Die Implementierung der Anpassungsfähigkeiten an Menschen, insbesondere durch lernende Systeme, basiert auf der Erfassung von Daten über Menschen und deren Auswertung. Auch hier entsteht die Chance, dass sich technische Systeme auf deren Nutzer einstellen und diesen somit eine Last nehmen. Gleichzeitig funktioniert dieser Mechanismus aber nur dann, wenn die technischen Systeme sehr viele Daten erfassen, die Rückschlüsse auf die Person zulassen. Abgesehen von der Sicherheit der Daten und den abgeleiteten Informationen stellt sich hier auch die Frage, ob Menschen dann im Laufe der Zeit nicht auf das Messbare reduziert werden.

Ein möglicher Fortschritt ist, technische Systeme zu kognitiver Empathie zu befähigen, d. h. insbesondere menschliche Emotionen zu erkennen und darauf zu reagieren. Kritisch zu hinterfragen ist dabei aber auch, welches Konzept von menschlichen Emotionen dem technischen System eingeschrieben wird (Manzeschke und Assadi 2019). Wird also der Mensch auf das reduziert, was von künstlich intelligenten Systemen erfasst werden kann? Ist Empathie nicht eine inhärent menschliche Eigenschaft, die verloren geht, wenn sie auf technische Systeme übertragen wird? Wie wird sich unser Verständnis von sozialen Interaktionen, Empathie, Emotion und Kooperation durch hybrides Zusammenwirken verändern? Es könnte auch, analog zur klassischen Ironie der Automation, zu einer Art höherstufiger Ironie der Automatisierung in Mensch-Maschine Interaktion kommen, in der Menschen durch die implizite Normierung in der technisch vermittelten Interaktion die Reichhaltigkeit ihrer emotionalen Verhaltensweisen verloren zu gehen droht.

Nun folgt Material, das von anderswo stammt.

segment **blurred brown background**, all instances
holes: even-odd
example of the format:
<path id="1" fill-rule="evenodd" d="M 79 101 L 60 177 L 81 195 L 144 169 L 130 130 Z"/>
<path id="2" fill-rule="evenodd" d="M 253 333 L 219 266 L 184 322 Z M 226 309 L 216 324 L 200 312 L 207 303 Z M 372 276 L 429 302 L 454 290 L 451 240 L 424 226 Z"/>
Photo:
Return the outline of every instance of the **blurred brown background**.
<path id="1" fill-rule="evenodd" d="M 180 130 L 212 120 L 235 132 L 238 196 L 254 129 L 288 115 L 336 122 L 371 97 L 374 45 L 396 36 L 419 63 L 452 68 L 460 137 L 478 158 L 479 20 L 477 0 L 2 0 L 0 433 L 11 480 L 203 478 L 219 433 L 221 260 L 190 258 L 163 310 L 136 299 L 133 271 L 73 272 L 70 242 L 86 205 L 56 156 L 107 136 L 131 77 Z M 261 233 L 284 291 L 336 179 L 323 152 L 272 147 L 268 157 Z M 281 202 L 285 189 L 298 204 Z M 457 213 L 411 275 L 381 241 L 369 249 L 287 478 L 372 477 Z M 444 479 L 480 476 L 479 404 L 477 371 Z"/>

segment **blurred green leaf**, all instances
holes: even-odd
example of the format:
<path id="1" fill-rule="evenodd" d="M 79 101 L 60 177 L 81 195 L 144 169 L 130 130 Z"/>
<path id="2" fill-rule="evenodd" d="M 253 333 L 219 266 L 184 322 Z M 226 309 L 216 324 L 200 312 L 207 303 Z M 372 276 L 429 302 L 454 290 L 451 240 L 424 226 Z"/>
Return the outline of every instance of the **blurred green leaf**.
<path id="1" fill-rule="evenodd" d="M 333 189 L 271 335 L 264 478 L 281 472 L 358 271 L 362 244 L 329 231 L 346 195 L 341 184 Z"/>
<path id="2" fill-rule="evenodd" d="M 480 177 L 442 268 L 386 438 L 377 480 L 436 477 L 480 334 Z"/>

Die aufgeworfenen Fragen sind sicherlich nicht leicht zu beantworten und können im Rahmen dieses Buchkapitels kaum beantwortet werden. Nichtsdestotrotz sollte darauf verwiesen werden, dass ähnliche Diskussionen im Kontext der Industrialisierung und des Taylorismus schon einmal geführt wurden (Ulrich 1994). Hier wurde das Kriterium der Persönlichkeitsförderlichkeit zur Bewertung menschlicher Tätigkeiten eingeführt (Hacker und Richter 1984). Tätigkeiten sollten also so gestaltet sein, dass diese die (Weiter-)Entwicklung kognitiver und sozialer Kompetenzen, das menschliche Selbstkonzept und die Leistungsmotivation des Menschen fördern. Dieses Kriterium sollte bei der Gestaltung von technischen Systemen berücksichtigt werden. Die Gefahr, dass wir uns zu Tode assistieren (Gransche 2017) und dabei wichtige, auch kognitive Fähigkeiten und Fertigkeiten verlieren, sollte aktiv betrachtet werden. In ihrer Betrachtung zur Rolle von Robotern und der Mensch-Roboter Interaktion in der digitalen Arbeitswelt kamen Steil und Maier (2018) daher auch zu der Einschätzung, dass es wesentlich auf die Arbeitsgestaltung ankommt, ob die neuen Spielräume durch Mensch-Maschine Interaktion in für Nutzer förderlichem Sinne genutzt werden. Ein kritisches Hinterfragen, ob die aktuellen technologischen Entwicklungen auch bei allgemeinerem Mensch-Maschine-Zusammenwirken solchen Kriterien genügen, wird sicherlich helfen, Antworten auf die aufgeworfenen Fragen zu finden.